Let's then analyze the Judgment from top to bottom. On the top, arranged in groups of three, within a fake trabeated architecture, the twenty-four old men described in the Apocalypse can be recognised, identified with biblical patriarchs and prophets, standing around the throne of God, which here symbolically becomes the light that pours down from octagon of the summit oculus. This is followed by the seven angelic hierarchies of the Christian tradition, namely Seraphim, Cherubim, Thrones, Dominations, Virtues, Powers, Principalities, Archangels, Angels, each bearing a symbol of the Passion.
Below (here Vasari's work stopped giving way to Zuccari), there are seven families of blessed, divided into: people of God, Christian rulers, Doctors of the Church, Holy martyrs, Apostles and Evangelists, pontiffs and bishops and religious orders)

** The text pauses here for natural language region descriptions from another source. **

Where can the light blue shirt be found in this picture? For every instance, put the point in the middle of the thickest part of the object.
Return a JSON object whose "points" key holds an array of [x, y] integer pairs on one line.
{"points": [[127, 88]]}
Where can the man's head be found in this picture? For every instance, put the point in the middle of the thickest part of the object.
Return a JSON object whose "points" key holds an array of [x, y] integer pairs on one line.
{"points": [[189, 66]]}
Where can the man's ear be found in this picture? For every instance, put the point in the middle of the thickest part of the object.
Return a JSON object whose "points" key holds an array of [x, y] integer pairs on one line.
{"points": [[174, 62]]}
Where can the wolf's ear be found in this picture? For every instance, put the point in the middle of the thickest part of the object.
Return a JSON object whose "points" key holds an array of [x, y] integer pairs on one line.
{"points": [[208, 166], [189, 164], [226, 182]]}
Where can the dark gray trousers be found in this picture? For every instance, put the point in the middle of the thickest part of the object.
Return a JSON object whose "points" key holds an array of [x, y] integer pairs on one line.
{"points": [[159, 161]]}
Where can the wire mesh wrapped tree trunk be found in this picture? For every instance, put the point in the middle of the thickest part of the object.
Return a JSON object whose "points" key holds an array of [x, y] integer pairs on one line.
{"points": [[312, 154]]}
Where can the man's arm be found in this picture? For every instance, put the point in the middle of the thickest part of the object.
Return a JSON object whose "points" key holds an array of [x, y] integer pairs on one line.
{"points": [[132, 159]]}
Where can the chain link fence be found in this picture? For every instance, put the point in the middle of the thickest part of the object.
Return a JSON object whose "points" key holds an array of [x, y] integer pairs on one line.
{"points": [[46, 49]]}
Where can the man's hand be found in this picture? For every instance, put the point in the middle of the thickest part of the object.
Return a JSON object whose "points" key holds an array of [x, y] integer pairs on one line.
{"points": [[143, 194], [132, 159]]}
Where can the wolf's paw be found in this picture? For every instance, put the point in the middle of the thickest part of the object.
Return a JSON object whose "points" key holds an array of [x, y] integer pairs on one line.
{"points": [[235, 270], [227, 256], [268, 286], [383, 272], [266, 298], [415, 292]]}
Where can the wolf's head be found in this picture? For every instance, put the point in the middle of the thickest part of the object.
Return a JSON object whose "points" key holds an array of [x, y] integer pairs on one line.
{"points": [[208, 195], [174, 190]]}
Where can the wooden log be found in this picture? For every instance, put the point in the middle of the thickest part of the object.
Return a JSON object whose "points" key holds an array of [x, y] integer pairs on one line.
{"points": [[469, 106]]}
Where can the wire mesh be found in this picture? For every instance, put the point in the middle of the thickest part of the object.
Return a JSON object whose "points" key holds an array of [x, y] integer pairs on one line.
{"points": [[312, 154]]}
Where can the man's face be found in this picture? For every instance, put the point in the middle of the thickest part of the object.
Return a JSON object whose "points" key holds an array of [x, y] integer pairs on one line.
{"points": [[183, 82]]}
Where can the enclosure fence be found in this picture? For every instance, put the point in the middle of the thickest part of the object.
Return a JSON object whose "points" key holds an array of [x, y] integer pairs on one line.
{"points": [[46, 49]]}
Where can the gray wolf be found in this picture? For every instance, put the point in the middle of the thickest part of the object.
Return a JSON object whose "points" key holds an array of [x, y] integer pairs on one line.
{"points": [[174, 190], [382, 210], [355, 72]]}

In the lower range there are groups that are more difficult to read. They are in fact seven triads of personifications respectively of the Christian Virtues, of the Gifts of the Holy Spirit and of the Beatitudes.
Finally, in the lower register there are seven regions of Hell reserved for the punishment of the seven deadly sins: lust, sloth, anger, envy, gluttony, greed and pride. In each a demon of zoomorphic forms torments the damned, while in the last, pride, the proud man par excellence and king of the underworld dominates: Lucifer, depicted as in Dante's Divine Comedy, with three faces and bat wings. The antichrist is placed in the west, significantly where the sun sets, and, conceptually, opposed to Christ the judge.
The east segment stands alone, is the most visible from the nave, is aligned with the main altar and is reserved to represent the theological pivot of the entire presbytery: it is the "eighth" segment, symbol of the eighth day, the time of eternity that will begin at the end of the world. In fact, Christ the Judge is represented there, returning to the clouds to judge humanity, and therefore flanked by an angel who offers him the sword with which to divide the righteous from the wicked. His figure is included in a luminous disk that recalls the passage in the Bible with Malachi's prophecy about the arrival of a sun of Justice, which was interpreted by Christians as an allusion to Christ. Furthermore, the
circular shape and the white color of this element also clearly recall the host, which is consecrated in the altar below and which, precisely in those years, the Council of Trent had reaffirmed to be the true body of the Lord. Around Christ stand Mary and the patron saints of Florence, who intercede for the Florentine Church in adoration. Below, you can see some personifications and symbols, which tell of the end of the world and of history. An angel hammers a nail into a terraqueous globe: the world that crucified the son of God is now defeated. Below there is a winged old man with a broken hourglass: it is Saturn, pagan god of time, which is now over. On the opposite side, the skeleton that breaks the scythe is death, which, defeated, abandons his instrument. In the center, we recognize the allegories of Mother Nature who, with the many breasts, now withered, with which she nourished the living creatures, finally sleeps, surrounded by the four seasons. Above, in a dominant position, a female figure represents the militant Church, finally victorious, which has discarded its armor and receives the crown.